Steven Spielberg originally considered Lee Marvin and Sterling Hayden to play Amity Island's resident shark hunter in Jaws. Their loss is cinema's gain because Shaw is devilish perfection as the snarling old salt Quint. Not only does the actor seem to have chum running through his veins, but his half-cocked squint also lets us know that he's a modern-day Ahab. He'll catch that 25-foot Great White that killed the little Kintner boy — or die trying. With his moonshine, ribald shanties, and single-minded obsession, Quint's a character who's so outsized that it's easy to imagine how another actor might have turned him into a slice of ham. But go back and watch Shaw's famous speech about the USS Indianapolis again. It's haunting and intimate, and it makes the hair on the back of your neck stand up and salute. It's as good as acting gets. —C.N.

3. Anthony Perkins

Norman Bates, Psycho (1960)

The madness that Perkins plays so memorably in Alfred Hitchcock's Psycho isn't just the psychosis that would inspire the knife-wielding lunatics of the modern slasher genre. It's the chaos of irony, of pretending to be someone or something you're not. His performance is a series of performances about performance, whether he's the Good Son, the Bad Mother, or the cheerful, earnest caretaker to those unfortunate few who stumble upon the Bates Motel. What is casual about Norman is actually meticulously practiced; every smile is both genuine and phony. The real Norman peeks through only when his facades fail him — never more so than in the climax, when the Mother guise melts away and Norman's face warps into a twisted smirk that barely conceals a terror akin to Munch's "The Scream." The misdirection of the movie makes it hard to appreciate Perkins's work after only one viewing. Maybe that's why Oscar didn't see back then what we worship now, with the benefit of endless replay and a head full of spoilers. That final, killer smile still chills, and it always will. —J.J.

2. Ingrid Bergman

Ilsa Lund, Casablanca (1942)

The beauty of Bergman's performance can be summed up in one scene. You can probably guess the one: It's when she asks Sam to play "As Time Goes By." Bergman begins almost giddy, cajoling the pianist into playing the song he knows will cause her some measure of pain. As he plays, the camera lingers on her face as her expression changes from the warmth of remembrance to the sadness of heartbreak. By the time her gaze meets that of Humphrey Bogart's Rick for the first time in Casablanca, her eyes are glassy. The moment speaks to the brilliant balancing act that is Bergman's entire performance — how she conveys passion concealed beneath a mask of duty and fear.
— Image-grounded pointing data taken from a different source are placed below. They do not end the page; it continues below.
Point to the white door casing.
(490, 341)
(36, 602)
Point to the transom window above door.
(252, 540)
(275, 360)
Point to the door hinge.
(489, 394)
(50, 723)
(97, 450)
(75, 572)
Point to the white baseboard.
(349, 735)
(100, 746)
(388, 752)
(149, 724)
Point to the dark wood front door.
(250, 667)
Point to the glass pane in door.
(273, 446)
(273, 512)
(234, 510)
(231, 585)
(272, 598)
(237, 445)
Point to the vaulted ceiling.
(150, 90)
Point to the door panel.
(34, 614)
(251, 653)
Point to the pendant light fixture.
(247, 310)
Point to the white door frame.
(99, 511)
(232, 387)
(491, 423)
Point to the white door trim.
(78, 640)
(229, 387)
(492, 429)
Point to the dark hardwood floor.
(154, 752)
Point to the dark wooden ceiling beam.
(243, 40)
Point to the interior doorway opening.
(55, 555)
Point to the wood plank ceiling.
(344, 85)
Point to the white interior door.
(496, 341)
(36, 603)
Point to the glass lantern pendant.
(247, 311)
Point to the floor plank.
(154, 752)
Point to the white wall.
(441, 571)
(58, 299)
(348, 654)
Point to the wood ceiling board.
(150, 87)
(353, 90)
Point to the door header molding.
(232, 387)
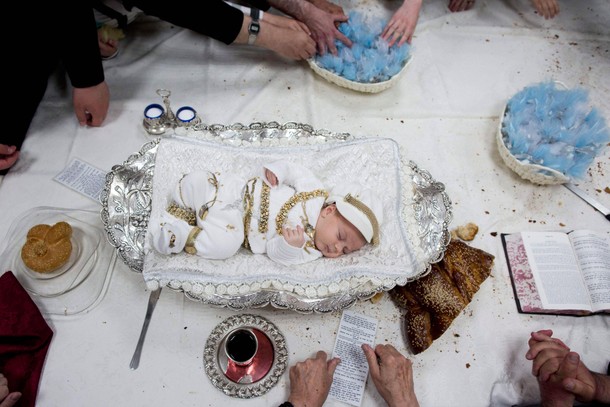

Rick may get the great lines and the cavalier moral ambivalence, but Ilsa is equally conflicted — torn between a man she loves and a man she respects, between her personal interests and a greater cause. —Esther Zuckerman

1. Jimmy Stewart

"Scottie" Ferguson, Vertigo (1958)

Watch Jimmy Stewart's eyes. Watch how he watches. Early in Hitchcock's dreamy masterpiece, there's that famous sequence where Stewart follows Kim Novak. Stewart's a former detective with a fear of heights; Novak's a society gal, suffering from reincarnation delusions. Her husband has hired Stewart to investigate her. Forget all that. Watch Stewart watch Novak. He's inquisitive, then bored, then confused, then intrigued — scared, maybe, or maybe falling in love. Stewart was America's Nice Guy before the war; after, his roles skewed darker, stranger. He was never darker nor stranger than in Vertigo, a movie that calls upon him to incarnate love shading into madness and obsession. So, it's possible to appreciate Jimmy Stewart in Vertigo as one of the great anti-star roles: Mr. Smith Goes Panic-Struck. But the movie is never a stunt. Not when Stewart descends into mourning, and then frantic fear. Not in its final moment of salvation and doom. And not in all those close-ups of Stewart, watching. That's what a movie star looks like; that's what acting is. —D.F.